Drawings and watercolors were only the beginning of the creative process, points of departure for further graphic development. Peter’s usual practice was to photocopy the original, then rework the photocopy, making adjustments and additions. The reworked version would then be photocopied as the “definitive” form of the image, but the process of revision might be repeated many times before a satisfactory conclusion was reached. This method allowed the work to develop in stages, each rapid, thus to retain spontaneity while also producing a provisionally “finished” result. The process is illustrated in two images of a Dead Harpy: the original line drawing, in pen and ink , was photocopied and the photocopied versions reworked numerous times with marker, colored pencil, and correction fluid before arriving at its definitive form.
The obvious advantages of photocopying are that it is fast and easy. That Peter did not work in any of the traditional graphic media – engraving, etching, lithography – certainly has a great deal to do with the fact that they are slow and labor-intensive. Photocopying also allows for greater flexibility: the artist does not have to efface the first version of an image in the process of refining it, but can easily save each stage in the developmental process, so that each can potentially become the starting point for a new and different train of thought. Another attraction would have been its novelty, the fact that it was not a traditional graphic medium. The electrophotographic process on which it depends was invented in 1938, but photocopying did not become commercially viable or widespread until the 1960s. As a commonplace, déclassé form of graphic reproduction, it exists in a fundamentally ironic relation to traditional techniques; that relation becomes a source of meaning, and especially of humor, in many of Peter’s images.
Another of Peter’s favorite media was stamps, which he designed and carved himself.
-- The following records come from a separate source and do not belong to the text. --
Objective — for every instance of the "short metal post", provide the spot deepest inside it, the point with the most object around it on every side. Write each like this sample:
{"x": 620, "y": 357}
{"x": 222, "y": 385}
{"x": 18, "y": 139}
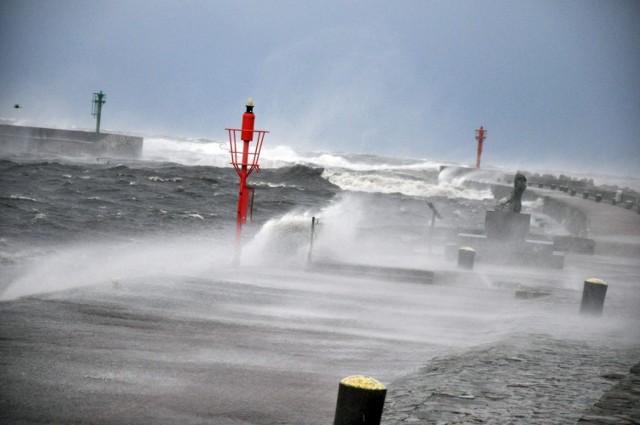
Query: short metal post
{"x": 593, "y": 296}
{"x": 360, "y": 401}
{"x": 466, "y": 257}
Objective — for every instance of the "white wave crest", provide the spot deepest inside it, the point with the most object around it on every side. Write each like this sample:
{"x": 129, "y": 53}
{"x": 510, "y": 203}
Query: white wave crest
{"x": 394, "y": 183}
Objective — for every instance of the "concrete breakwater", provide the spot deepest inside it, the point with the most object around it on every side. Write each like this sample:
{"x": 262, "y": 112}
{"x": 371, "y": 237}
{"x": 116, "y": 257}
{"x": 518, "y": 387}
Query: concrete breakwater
{"x": 40, "y": 140}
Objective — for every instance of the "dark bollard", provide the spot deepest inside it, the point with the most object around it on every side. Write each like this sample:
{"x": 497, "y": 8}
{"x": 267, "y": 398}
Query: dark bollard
{"x": 450, "y": 251}
{"x": 360, "y": 401}
{"x": 466, "y": 257}
{"x": 593, "y": 296}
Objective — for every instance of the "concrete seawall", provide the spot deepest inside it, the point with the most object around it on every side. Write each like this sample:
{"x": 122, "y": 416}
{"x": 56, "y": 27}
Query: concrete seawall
{"x": 37, "y": 140}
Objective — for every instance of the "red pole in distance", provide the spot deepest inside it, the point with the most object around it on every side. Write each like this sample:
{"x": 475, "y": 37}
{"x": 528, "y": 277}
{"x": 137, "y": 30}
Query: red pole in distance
{"x": 480, "y": 135}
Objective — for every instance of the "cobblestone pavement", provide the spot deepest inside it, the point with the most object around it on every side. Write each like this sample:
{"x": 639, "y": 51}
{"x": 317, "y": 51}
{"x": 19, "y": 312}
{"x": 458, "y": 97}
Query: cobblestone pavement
{"x": 620, "y": 405}
{"x": 532, "y": 380}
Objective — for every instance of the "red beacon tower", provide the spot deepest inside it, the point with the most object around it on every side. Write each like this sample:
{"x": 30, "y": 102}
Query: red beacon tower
{"x": 481, "y": 133}
{"x": 244, "y": 159}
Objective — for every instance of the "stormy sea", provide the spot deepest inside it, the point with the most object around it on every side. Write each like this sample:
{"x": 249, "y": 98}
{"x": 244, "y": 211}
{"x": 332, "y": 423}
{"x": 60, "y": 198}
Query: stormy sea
{"x": 120, "y": 301}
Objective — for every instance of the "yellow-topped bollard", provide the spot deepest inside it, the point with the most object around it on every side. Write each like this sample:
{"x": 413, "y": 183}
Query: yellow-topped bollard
{"x": 593, "y": 296}
{"x": 360, "y": 401}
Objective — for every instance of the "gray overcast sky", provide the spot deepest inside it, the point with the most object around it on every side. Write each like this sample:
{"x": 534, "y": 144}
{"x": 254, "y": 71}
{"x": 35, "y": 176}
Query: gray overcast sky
{"x": 556, "y": 83}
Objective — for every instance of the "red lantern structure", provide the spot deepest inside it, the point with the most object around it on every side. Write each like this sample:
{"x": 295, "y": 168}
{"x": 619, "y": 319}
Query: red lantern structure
{"x": 481, "y": 133}
{"x": 244, "y": 159}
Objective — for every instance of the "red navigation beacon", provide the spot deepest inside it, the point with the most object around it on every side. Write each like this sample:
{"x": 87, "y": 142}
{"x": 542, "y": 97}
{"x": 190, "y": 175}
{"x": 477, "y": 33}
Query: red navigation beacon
{"x": 244, "y": 159}
{"x": 481, "y": 133}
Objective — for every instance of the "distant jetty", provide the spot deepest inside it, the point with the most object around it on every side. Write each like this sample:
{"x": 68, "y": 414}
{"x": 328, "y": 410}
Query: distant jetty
{"x": 39, "y": 140}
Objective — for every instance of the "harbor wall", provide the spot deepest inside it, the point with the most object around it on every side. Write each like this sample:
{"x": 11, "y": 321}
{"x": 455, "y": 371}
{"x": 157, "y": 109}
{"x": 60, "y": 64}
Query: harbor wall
{"x": 40, "y": 140}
The images he produced by this means constitute about half of his entire graphic output and represent a truly unique achievement, an artistic language as original as it is amusing, expressive, and beautiful. Most of the stamps are made from plastic draughtsman’s erasers, but he used other common objects, such as the corks of wine bottles and the wheels of toy cars. He preferred a reddish-brown ink, similar to the color Italians call sanguigno, which also resembles the color of Greek red-figure vases. The style, too, exemplified, for instance by Fortuna (or, to be more precise, Occasio), evokes ancient painting, yet it is also modern and informal, almost cartoonlike in its simplicity: it is at once an updating and an affectionate parody of ancient style. Earthquake is a complex composition built up with a variety of small stamps, some of them simple geometric forms repeated so that their juxtaposition suggests real objects, while Tibetan Monk Going Home, one of Peter’s most inspired works, is extremely simple.
Yet another favorite technique involved painting with correction fluid on black paper. These images are usually very small: Mermaid, at five by five inches, is one of the largest. So concentrated are they that when photocopied in larger form they lose none of their impact, yet most were made small in order to be reproduced on a small scale. The Mermaid design was adapted by being photocopied, enlarged, and modified – the billowing drapery removed – then photocopied onto a sheet of transparent plastic, which was then mounted against a gold foil background. Peter produced many images of this kind: with their combination of graphic force and sparkle, they are among his most beautiful works. He also made many such mounted transparencies in miniature – each two inches square – and set them in plastic frames with magnetized backing so that the result resembles a common refrigerator magnets. The humor implicit in his effort to elevate such a banal object to the level of art – or to bring art down to the level of the everyday – is similar to his sophisticated play with the technology of photocopying.